Tracfin invite les professionnels à faire preuve de vigilance et de mettre en place des critères d’alerte adaptés. © JanWillem - stock.adobe.com

Tracfin a publié le 28 mai une note sur les principaux risques de fraude et de blanchiment d'argent liés à la pandémie du Covid-19. Depuis le mois de mars 2020, Tracfin a traité une centaine de déclarations de soupçon.

Escroqueries au matériel sanitaire

Le document relève deux enseignements :

  • toutes les conditions étaient réunies (contexte économique dégradé) pour que les fraudes se développent dans le commerce médical et sanitaire : vente de matériels non conformes ou ventes fictives de masques, de gel hydroalcoolique et d'appareils respiratoires ;
  • l'augmentation des commandes de matériels médicaux a favorisé de nouvelles opportunités de fraude : faux ordres de virement (FOVI), détournement de dispositifs d'État (faux appel aux dons et stratégie de hameçonnage, détournement du prêt garanti par l’État (PGE) pour aider les entreprises en difficultés).

Face à ces constats, Tracfin invite les professionnels à faire preuve de vigilance et de mettre en place des critères d’alerte adaptés.

Appel à la vigilance

Tracfin est l'unique dépositaire des déclarations de plus de 40 professions affiliées au dispositif de lutte anti-blanchiment (près de 200 000 professionnels, dont les banques et établissements de crédit). Sous l'autorité du ministère de l'action et des comptes publics, la structure analyse et exploite tout renseignement propre à établir l'origine ou la destination délictueuse d'une opération financière.

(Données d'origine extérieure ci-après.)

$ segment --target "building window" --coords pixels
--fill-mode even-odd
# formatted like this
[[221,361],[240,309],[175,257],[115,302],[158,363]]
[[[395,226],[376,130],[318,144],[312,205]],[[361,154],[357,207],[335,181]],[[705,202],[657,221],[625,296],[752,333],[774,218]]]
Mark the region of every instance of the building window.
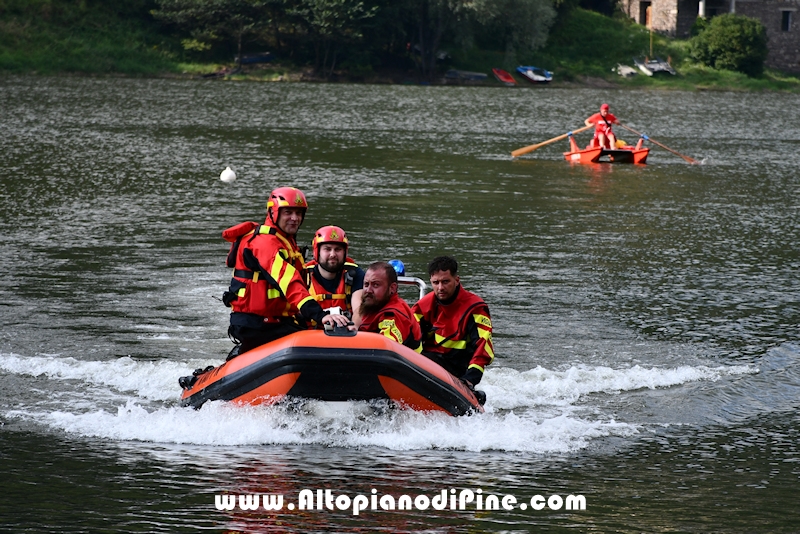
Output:
[[652,10],[650,8],[650,2],[639,2],[639,24],[647,26],[648,28],[652,23],[652,20],[650,19]]

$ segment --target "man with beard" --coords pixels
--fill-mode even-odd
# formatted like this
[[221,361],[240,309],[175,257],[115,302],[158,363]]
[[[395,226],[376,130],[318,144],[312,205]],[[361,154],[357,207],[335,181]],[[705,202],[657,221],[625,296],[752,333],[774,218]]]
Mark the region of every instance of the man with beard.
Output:
[[348,248],[347,234],[338,226],[317,230],[311,240],[314,259],[306,264],[306,283],[323,309],[338,307],[358,328],[364,269],[347,256]]
[[416,352],[422,350],[419,324],[397,294],[397,272],[388,263],[379,261],[367,268],[359,311],[359,330],[383,334]]
[[433,292],[413,311],[422,330],[422,354],[472,387],[494,359],[492,320],[489,307],[461,287],[457,273],[455,259],[434,258],[428,265]]

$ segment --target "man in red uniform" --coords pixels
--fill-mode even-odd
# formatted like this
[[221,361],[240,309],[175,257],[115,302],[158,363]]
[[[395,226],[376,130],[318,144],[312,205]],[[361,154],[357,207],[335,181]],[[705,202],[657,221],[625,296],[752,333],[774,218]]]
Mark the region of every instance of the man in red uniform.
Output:
[[302,191],[280,187],[270,194],[264,224],[247,222],[223,232],[233,242],[227,262],[233,278],[222,297],[233,310],[228,335],[237,344],[228,359],[303,330],[307,321],[347,325],[343,315],[322,309],[303,280],[295,236],[307,209]]
[[494,359],[489,307],[461,287],[455,259],[434,258],[428,274],[433,292],[413,307],[422,330],[422,354],[475,386]]
[[338,226],[323,226],[314,233],[314,259],[306,264],[308,292],[323,309],[338,307],[361,324],[359,308],[364,293],[364,269],[347,256],[347,234]]
[[586,126],[594,124],[594,139],[592,144],[603,148],[617,148],[617,136],[611,131],[612,124],[619,124],[617,118],[609,113],[608,104],[600,106],[600,113],[595,113],[584,121]]
[[416,352],[422,350],[419,324],[397,294],[397,272],[388,263],[379,261],[367,268],[360,311],[359,330],[383,334]]

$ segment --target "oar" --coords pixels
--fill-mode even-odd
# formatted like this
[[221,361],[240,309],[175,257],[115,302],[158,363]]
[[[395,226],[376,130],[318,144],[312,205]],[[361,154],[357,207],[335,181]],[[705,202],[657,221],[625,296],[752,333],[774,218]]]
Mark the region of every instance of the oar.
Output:
[[678,152],[677,150],[672,150],[670,147],[668,147],[668,146],[666,146],[666,145],[662,145],[661,143],[659,143],[658,141],[656,141],[656,140],[655,140],[655,139],[653,139],[652,137],[647,137],[647,136],[646,136],[646,135],[644,135],[643,133],[639,133],[639,132],[637,132],[636,130],[634,130],[633,128],[629,128],[629,127],[625,126],[624,124],[620,124],[620,123],[617,123],[617,124],[619,124],[620,126],[622,126],[623,128],[625,128],[625,129],[626,129],[626,130],[628,130],[629,132],[631,132],[631,133],[635,133],[635,134],[636,134],[636,135],[638,135],[639,137],[644,137],[645,139],[647,139],[647,140],[648,140],[648,141],[650,141],[651,143],[653,143],[653,144],[656,144],[656,145],[660,146],[660,147],[661,147],[661,148],[663,148],[664,150],[669,150],[670,152],[672,152],[672,153],[673,153],[673,154],[675,154],[676,156],[680,156],[680,157],[682,157],[683,159],[685,159],[686,161],[688,161],[688,162],[689,162],[689,163],[691,163],[692,165],[700,165],[700,162],[699,162],[699,161],[697,161],[696,159],[694,159],[694,158],[690,158],[689,156],[684,156],[683,154],[681,154],[681,153],[680,153],[680,152]]
[[552,139],[548,139],[547,141],[542,141],[541,143],[537,143],[535,145],[530,145],[530,146],[526,146],[526,147],[523,147],[523,148],[518,148],[514,152],[511,153],[511,157],[512,158],[516,158],[517,156],[521,156],[523,154],[527,154],[528,152],[533,152],[537,148],[542,148],[543,146],[549,145],[550,143],[555,143],[556,141],[561,141],[562,139],[566,139],[567,137],[569,137],[572,134],[580,133],[580,132],[588,130],[589,128],[593,128],[593,127],[594,127],[594,124],[590,124],[589,126],[584,126],[583,128],[578,128],[577,130],[574,130],[574,131],[569,132],[569,133],[565,133],[564,135],[559,135],[558,137],[554,137]]

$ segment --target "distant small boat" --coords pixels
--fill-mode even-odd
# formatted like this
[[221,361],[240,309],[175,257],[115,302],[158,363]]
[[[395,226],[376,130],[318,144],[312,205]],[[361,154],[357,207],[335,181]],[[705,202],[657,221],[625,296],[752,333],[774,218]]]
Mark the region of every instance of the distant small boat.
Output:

L'analyse des signalements traités depuis mars 2020 doit permettre aux professionnels d'être plus vigilants sur les risques liés à la pandémie.

La note établit des critères qui doivent alerter et notamment :

  • les sociétés de ventes récemment créées ou réactivées et les modifications d'objet social en mars-avril ;
  • des sites internet ayant des noms de domaine récents et peu de produits ;
  • des différences entre les adresses mail (les fraudeurs s'interposent entre le fournisseur et l'acheteur) dans les cas de faux ordres de virement.

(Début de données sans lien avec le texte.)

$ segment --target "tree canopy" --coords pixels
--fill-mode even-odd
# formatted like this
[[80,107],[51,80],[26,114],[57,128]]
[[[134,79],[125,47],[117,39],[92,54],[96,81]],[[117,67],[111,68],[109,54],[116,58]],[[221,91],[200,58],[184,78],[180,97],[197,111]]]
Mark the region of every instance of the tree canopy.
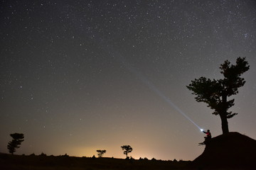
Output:
[[22,133],[13,133],[10,134],[13,140],[9,142],[7,149],[10,154],[14,154],[16,148],[19,148],[21,142],[24,141],[24,135]]
[[106,153],[107,151],[106,150],[97,150],[96,152],[98,152],[97,155],[99,157],[102,157],[103,154],[105,153]]
[[124,154],[125,154],[127,157],[128,157],[128,153],[132,152],[132,147],[130,145],[124,145],[122,146],[121,147],[122,149],[124,151]]
[[238,88],[245,84],[245,79],[240,76],[249,67],[245,57],[238,57],[235,65],[230,65],[226,60],[220,67],[220,73],[224,76],[223,79],[211,80],[201,76],[186,86],[193,91],[192,94],[196,95],[196,101],[206,103],[208,107],[214,110],[213,114],[220,115],[223,134],[229,132],[228,119],[238,114],[228,111],[235,101],[234,98],[228,100],[228,97],[237,94]]

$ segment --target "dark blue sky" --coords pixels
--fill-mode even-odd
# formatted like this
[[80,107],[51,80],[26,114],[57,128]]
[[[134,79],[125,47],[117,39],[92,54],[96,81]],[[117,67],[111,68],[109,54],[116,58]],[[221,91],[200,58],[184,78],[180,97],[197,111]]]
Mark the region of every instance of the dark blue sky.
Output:
[[230,130],[256,139],[254,1],[1,1],[0,22],[1,152],[22,132],[18,154],[193,160],[204,134],[164,98],[220,135],[186,86],[238,57]]

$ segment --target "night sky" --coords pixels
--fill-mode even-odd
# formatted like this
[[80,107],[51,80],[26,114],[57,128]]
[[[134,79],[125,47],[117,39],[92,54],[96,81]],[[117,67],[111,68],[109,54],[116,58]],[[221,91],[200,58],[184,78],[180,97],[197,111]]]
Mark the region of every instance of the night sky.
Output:
[[246,57],[230,131],[256,139],[256,2],[0,2],[0,152],[193,160],[220,119],[186,87]]

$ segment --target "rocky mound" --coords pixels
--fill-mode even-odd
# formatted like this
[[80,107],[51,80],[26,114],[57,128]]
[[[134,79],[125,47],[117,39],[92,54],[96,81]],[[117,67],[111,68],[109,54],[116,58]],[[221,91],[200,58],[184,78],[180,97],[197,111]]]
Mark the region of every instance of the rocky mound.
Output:
[[203,154],[192,162],[199,169],[233,168],[256,169],[256,140],[238,132],[213,137]]

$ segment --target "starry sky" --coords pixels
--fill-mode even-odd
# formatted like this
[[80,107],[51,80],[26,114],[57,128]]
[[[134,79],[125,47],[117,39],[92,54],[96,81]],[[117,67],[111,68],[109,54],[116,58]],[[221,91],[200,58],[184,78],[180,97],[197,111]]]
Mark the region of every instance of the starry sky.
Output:
[[222,131],[186,86],[238,57],[250,68],[230,130],[256,139],[255,1],[0,3],[0,152],[21,132],[18,154],[125,158],[129,144],[136,159],[193,160],[195,125]]

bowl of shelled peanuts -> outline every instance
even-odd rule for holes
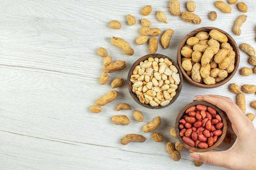
[[[206,152],[217,148],[223,141],[227,122],[223,112],[217,106],[195,101],[179,113],[175,130],[185,148],[193,152]]]
[[[151,109],[164,108],[177,99],[182,86],[178,65],[160,54],[143,56],[132,66],[127,77],[128,89],[139,104]]]
[[[205,88],[218,87],[236,73],[240,61],[234,39],[220,29],[202,27],[189,33],[178,49],[177,64],[191,84]]]

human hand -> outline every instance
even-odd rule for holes
[[[256,169],[256,130],[252,121],[229,97],[196,96],[198,101],[210,103],[226,112],[236,139],[227,150],[194,152],[192,158],[231,170]]]

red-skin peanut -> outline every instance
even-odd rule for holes
[[[184,119],[182,119],[180,120],[179,122],[185,126],[185,124],[186,123],[186,120]]]
[[[194,141],[197,141],[198,139],[197,133],[195,132],[194,132],[194,131],[192,132],[192,133],[191,133],[191,138],[192,138],[192,140]]]
[[[206,117],[206,113],[205,113],[205,110],[202,110],[200,112],[200,114],[202,115],[202,118],[204,119]]]
[[[182,129],[180,131],[180,136],[183,137],[185,135],[185,132],[186,131],[186,129]]]
[[[202,110],[207,110],[207,106],[204,105],[202,105],[201,104],[198,104],[196,105],[196,109],[199,111],[201,111]]]
[[[207,143],[208,144],[208,146],[211,146],[213,145],[213,137],[208,137],[207,139]]]
[[[214,126],[214,125],[211,125],[211,131],[212,132],[214,132],[215,130],[216,130],[217,129],[216,129],[216,128],[215,128],[215,126]]]
[[[208,121],[208,120],[209,119],[207,117],[205,117],[204,119],[202,119],[202,127],[205,126],[205,124],[206,124],[206,122],[207,122],[207,121]]]
[[[207,110],[211,115],[215,115],[216,114],[216,110],[210,106],[208,106],[207,108]]]
[[[182,140],[187,145],[189,146],[193,147],[195,146],[195,142],[190,138],[185,136],[182,137]]]
[[[189,112],[189,115],[191,117],[194,117],[195,116],[195,112],[194,111],[191,111],[191,112]]]
[[[185,132],[185,136],[187,137],[191,137],[191,133],[192,132],[192,130],[191,128],[188,128]]]
[[[205,129],[203,131],[203,134],[206,137],[211,137],[211,133],[210,132],[210,131],[207,130],[207,129]]]
[[[205,124],[205,128],[209,130],[211,130],[211,120],[208,120]]]
[[[199,140],[198,140],[197,141],[195,141],[195,147],[196,147],[196,148],[198,148],[198,144],[199,144],[200,142],[201,142],[201,141],[200,141]]]
[[[189,112],[191,112],[191,111],[195,111],[195,106],[193,106],[186,110],[185,113],[186,114],[188,114],[189,113]]]
[[[195,128],[198,128],[202,126],[202,124],[203,122],[200,121],[196,121],[194,123],[193,126],[194,127],[195,127]]]
[[[200,132],[202,132],[203,131],[204,131],[204,127],[201,126],[198,128],[198,130],[196,130],[196,132],[198,133]]]
[[[223,122],[219,122],[218,124],[216,124],[215,126],[215,128],[217,129],[220,129],[222,127],[223,127]]]
[[[212,116],[208,112],[205,112],[206,114],[206,117],[208,118],[209,120],[211,120],[212,119]]]
[[[185,120],[186,120],[187,122],[189,123],[190,124],[193,124],[196,121],[196,119],[194,117],[191,117],[190,116],[186,117]]]
[[[198,144],[198,148],[200,149],[206,149],[208,147],[208,144],[205,142],[200,142]]]
[[[198,139],[201,141],[207,141],[207,137],[205,137],[204,134],[198,134]]]
[[[180,129],[182,129],[184,128],[184,125],[182,124],[180,124],[180,125],[179,125],[179,128]]]
[[[200,112],[196,112],[196,113],[195,113],[195,118],[198,120],[201,120],[202,119],[203,117],[200,114]]]
[[[191,127],[192,127],[192,124],[186,122],[186,124],[185,124],[185,127],[186,127],[186,128],[187,129],[191,128]]]
[[[222,134],[222,130],[220,129],[217,130],[213,132],[213,135],[215,136],[219,136]]]
[[[194,127],[191,127],[191,128],[192,129],[192,130],[194,132],[195,132],[196,131],[196,128]]]
[[[219,121],[220,122],[222,120],[222,119],[221,118],[221,117],[219,115],[216,115],[215,117],[215,118],[219,120]]]
[[[215,125],[219,123],[219,120],[217,119],[213,119],[211,121],[212,125]]]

Le service de renseignements recommande de vérifier :

  • les documents d’identités et la concordance de l’objet social de l’entreprise avec les antécédents professionnels du dirigeant lors de la création d'une entreprise ;
  • en cas de difficultés ou de liquidation de l'entreprise, les administrateurs et mandataires judiciaires doivent être particulièrement attentifs à l'origine des fonds, aux liens entre créanciers et débiteurs, à la garantie des salaires etc.